I thought I would follow up on some of the earlier posts to this topic.
I had one of my old car hauler one ton trucks converted back in the mid 1970s when the first gas crisis was occurring for the increased fuel storage, 85 gallon tank. It had a 318 industrial poly motor in it and burnt the valves up real quickly. Major expense on installing harden seat and new valves that truck got 8.5 MPG on gas and 7.5 MPG on propane.
I later bought a M1500 I.H chassis Class A 26 ft. motorhome that was set up on propane only, it sucked on POWER and MILEAGE. I removed the system, converted it back to gasoline and never looked back and I never regretted it.
If you got 8.5 mpg on gasoline and 7.5 mpg on propane, you were doing very well. That meant that your propane system was giving you about 88% of your gasoline fuel economy, which is way better than the 73% predicted by their energy contents. As for the burned valves, are you positive that you wouldn't have had similar issues on gasoline in a heavily-loaded car hauler? The Poly 318 would not have been designed for unleaded fuel so it may not have been equipped with hardened valve seats.
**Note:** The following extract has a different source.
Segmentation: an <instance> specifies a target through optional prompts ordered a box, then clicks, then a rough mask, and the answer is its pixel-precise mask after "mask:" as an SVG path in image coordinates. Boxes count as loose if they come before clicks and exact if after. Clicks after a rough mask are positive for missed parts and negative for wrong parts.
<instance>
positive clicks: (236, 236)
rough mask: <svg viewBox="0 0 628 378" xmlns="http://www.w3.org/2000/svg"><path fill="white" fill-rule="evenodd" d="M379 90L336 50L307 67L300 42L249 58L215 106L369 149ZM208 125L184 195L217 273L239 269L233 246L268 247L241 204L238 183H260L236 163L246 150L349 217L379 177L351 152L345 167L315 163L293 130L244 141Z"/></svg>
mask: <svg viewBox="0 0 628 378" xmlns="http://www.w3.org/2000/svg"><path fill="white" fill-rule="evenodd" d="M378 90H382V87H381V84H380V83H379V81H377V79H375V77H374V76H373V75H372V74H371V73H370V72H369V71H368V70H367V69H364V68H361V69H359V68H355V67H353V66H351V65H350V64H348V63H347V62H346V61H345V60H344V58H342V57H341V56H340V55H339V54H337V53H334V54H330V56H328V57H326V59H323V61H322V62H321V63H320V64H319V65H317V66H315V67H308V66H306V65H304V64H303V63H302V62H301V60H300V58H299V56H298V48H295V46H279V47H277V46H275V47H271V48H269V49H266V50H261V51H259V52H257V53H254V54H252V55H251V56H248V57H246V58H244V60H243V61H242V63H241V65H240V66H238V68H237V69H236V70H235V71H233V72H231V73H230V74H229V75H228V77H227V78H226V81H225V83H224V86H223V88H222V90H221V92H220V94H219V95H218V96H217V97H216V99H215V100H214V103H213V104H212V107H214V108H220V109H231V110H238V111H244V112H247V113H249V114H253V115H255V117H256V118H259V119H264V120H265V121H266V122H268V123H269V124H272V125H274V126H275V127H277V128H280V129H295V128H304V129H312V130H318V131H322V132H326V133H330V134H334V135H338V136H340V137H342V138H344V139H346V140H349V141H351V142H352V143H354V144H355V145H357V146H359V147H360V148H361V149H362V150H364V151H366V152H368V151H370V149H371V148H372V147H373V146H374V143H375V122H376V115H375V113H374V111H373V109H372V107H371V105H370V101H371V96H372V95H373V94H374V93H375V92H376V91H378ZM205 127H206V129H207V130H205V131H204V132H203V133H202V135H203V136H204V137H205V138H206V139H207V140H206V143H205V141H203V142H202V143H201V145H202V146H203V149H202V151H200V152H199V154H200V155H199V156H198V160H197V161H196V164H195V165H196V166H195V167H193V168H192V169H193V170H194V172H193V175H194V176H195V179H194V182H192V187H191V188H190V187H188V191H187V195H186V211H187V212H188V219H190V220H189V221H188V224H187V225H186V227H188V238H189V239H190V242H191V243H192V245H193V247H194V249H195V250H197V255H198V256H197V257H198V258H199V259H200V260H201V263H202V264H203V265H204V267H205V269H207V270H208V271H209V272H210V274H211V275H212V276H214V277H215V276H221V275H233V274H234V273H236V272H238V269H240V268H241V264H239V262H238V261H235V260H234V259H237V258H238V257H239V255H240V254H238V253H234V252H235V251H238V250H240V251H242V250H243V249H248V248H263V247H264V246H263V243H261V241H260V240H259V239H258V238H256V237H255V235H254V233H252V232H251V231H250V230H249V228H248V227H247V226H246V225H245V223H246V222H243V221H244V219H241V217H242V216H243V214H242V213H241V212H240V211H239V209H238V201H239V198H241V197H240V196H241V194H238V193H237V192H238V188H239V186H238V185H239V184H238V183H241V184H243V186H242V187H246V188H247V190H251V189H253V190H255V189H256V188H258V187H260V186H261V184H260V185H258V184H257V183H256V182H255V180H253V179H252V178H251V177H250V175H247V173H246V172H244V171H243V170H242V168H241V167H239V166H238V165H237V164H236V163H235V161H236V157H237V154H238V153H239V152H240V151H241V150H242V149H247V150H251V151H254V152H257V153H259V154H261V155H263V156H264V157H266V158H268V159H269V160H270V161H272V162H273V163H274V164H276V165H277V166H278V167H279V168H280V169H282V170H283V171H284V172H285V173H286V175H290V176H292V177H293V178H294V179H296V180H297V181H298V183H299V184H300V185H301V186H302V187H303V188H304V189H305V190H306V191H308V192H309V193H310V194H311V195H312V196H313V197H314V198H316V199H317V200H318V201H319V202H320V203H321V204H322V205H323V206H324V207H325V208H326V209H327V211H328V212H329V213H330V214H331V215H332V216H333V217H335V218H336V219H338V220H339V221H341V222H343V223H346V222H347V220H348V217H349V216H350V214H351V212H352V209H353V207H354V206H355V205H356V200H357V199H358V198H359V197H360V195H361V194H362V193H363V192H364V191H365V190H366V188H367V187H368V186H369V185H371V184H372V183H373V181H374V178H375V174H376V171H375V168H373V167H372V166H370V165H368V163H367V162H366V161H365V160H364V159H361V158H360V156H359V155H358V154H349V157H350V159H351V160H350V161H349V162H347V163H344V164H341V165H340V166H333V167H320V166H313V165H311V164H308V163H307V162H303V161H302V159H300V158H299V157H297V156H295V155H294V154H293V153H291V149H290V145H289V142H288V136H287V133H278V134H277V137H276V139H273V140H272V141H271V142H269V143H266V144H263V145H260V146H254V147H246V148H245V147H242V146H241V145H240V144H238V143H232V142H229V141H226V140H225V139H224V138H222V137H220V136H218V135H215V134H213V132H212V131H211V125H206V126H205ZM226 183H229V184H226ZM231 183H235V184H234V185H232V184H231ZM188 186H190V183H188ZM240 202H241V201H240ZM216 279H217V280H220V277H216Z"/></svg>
As for poor performance in your motorhome, propane responds to the same performance mods that gasoline does. Are you sure that your fuel mixture and timing were properly set up?
You are spot on Cab. I worked for a shop doing propane/Cng conversions for the county short busses. Lots and lots of valve jobs were done on those rigs. I chalked it up to low lubricty of the fuel/ intake charge. But what do I know?
Is there a chance that those were GM buses in your shop? Prior to 2007, GM 6.0/5.3/4.8L engines had intake seats that were softer than the intake valve material. They fixed this from 2007 forward production. See Flash Lube Electronic Valve Saver Kit
In the 1992 CNG supplement to the 1992 Ram Van Field Service Manual, it states that internal changes to the CNG version of the Magnum 5.2 V8 engine were Chrome Plated Exhaust Valve and Hardened Valve seat insert.
I suspect that those CNG Ram Vans were expected to be in severe fleet service so exhaust valve and seat upgrades would be a good way to minimize warranty issues. These are good upgrades for any engine.
Burned valves often mean that the fuel mixture is still burning when the exhaust valve opens so it's important to get the fuel mixture and timing right. See Combustion 101
. For light-duty service that most cars and pickup trucks experience as basic transportation, the OEM induction-hardened valve seats that work fine on gasoline are generally sufficient for propane.